While I stood talking to WattsDunton—talking as loudly as he, for he was very deaf—I enjoyed the thrill of suspense in watching the door through which would appear—Swinburne. I asked after Mr. Swinburne’s health. WattsDunton said it was very good: `He always goes out for his long walk in the morning—wonderfully active. Active in mind, too.

But I’m afraid you won’t be able to get into touch with him. He’s almost stone-deaf, poor fellow—almost stone-deaf now.’ He changed the subject, and I felt I must be careful not to seem interested in Swinburne exclusively. I spoke of `Aylwin.’ The parlourmaid brought in the hot dishes. The great moment was at hand.

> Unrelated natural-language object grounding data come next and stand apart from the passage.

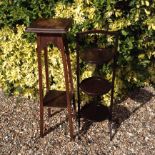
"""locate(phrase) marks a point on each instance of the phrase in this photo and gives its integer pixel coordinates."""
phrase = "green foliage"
(134, 19)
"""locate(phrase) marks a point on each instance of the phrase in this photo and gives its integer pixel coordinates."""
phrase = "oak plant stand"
(53, 31)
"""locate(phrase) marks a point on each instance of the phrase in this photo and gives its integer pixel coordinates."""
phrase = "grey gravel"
(134, 129)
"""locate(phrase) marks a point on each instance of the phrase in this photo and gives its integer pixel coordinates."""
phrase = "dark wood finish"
(95, 86)
(53, 31)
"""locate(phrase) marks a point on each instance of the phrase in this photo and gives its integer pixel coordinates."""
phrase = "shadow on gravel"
(121, 113)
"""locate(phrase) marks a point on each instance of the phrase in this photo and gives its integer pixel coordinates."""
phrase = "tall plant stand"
(53, 31)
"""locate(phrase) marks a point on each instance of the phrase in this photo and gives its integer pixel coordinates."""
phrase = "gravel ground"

Nor was I disappointed. Swinburne’s entry was for me a great moment.

Here, suddenly visible in the flesh, was the legendary being and divine singer. Here he was, shutting the door behind him as might anybody else, and advancing—a strange small figure in grey, having an air at once noble and roguish, proud and skittish. My name was roared to him. In shaking his hand, I bowed low, of course—a bow de coeur; and he, in the old aristocratic manner, bowed equally low, but with such swiftness that we narrowly escaped concussion. You do not usually associate a man of genius, when you see one, with any social class; and, Swinburne being of an aspect so unrelated as it was to any species of human kind, I wondered the more that almost the first impression he made on me, or would make on any one, was that of a very great gentleman indeed. Not of an old gentleman, either. Sparse and straggling though the grey hair was that fringed the immense pale dome of his head, and venerably haloed though he was for me by his greatness, there was yet about him something—boyish? girlish?

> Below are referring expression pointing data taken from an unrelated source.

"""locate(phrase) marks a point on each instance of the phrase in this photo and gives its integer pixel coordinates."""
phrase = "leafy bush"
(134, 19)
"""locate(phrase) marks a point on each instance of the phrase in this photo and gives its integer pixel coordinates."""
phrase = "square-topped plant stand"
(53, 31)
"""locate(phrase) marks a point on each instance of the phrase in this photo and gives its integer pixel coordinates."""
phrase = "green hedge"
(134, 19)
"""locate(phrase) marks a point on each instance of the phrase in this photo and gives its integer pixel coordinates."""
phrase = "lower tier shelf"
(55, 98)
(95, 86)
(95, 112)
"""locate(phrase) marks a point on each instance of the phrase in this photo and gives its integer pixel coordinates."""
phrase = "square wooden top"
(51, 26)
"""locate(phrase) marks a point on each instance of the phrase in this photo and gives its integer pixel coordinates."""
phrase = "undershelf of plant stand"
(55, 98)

childish, rather; something of a beautifully well-bred child. But he had the eyes of a god, and the smile of an elf. In figure, at first glance, he seemed almost fat; but this was merely because of the way he carried himself, with his long neck strained so tightly back that he all receded from the waist upwards. I noticed afterwards that this deportment made the back of his jacket hang quite far away from his legs; and so small and sloping were his shoulders that the jacket seemed ever so likely to slip right off. I became aware, too, that when he bowed he did not unbend his back, but only his neck—the length of the neck accounting for the depth of the bow. His hands were tiny, even for his size, and they fluttered helplessly, touchingly, unceasingly.

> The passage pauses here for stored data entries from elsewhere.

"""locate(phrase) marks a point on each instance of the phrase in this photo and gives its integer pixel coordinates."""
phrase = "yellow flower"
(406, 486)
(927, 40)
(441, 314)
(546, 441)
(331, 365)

Directly after my introduction, we sat down to the meal. Of course I had never hoped to `get into touch with him’ reciprocally. Quite apart from his deafness, I was too modest to suppose he could be interested in anything I might say. But—for I knew he had once been as high and copious a singer in talk as in verse—I had hoped to hear utterances from him. And it did not seem that my hope was to be fulfilled. WattsDunton sat at the head of the table, with a huge and very Tupperesque joint of roast mutton in front of him, Swinburne and myself close up to him on either side. He talked only to me. This was the more tantalising because Swinburne seemed as though he were bubbling over with all sorts of notions. Not that he looked at either of us. He smiled only to himself, and to his plateful of meat, and to the small bottle of Bass’s pale ale that stood before him—ultimate allowance of one who had erst clashed cymbals in Naxos. This small bottle he eyed often and with enthusiasm, seeming to waver between the rapture of broaching it now and the grandeur of having it to look forward to. It made me unhappy to see what trouble he had in managing his knife and fork. WattsDunton told me on another occasion that this infirmity of the hands had been lifelong—had begun before Eton days. The Swinburne family had been alarmed by it and had consulted a specialist, who said that it resulted from `an excess of electric vitality,’ and that any attempt to stop it would be harmful. So they had let it be. I have known no man of genius who had not to pay, in some affliction or defect either physical or spiritual, for what the gods had given him.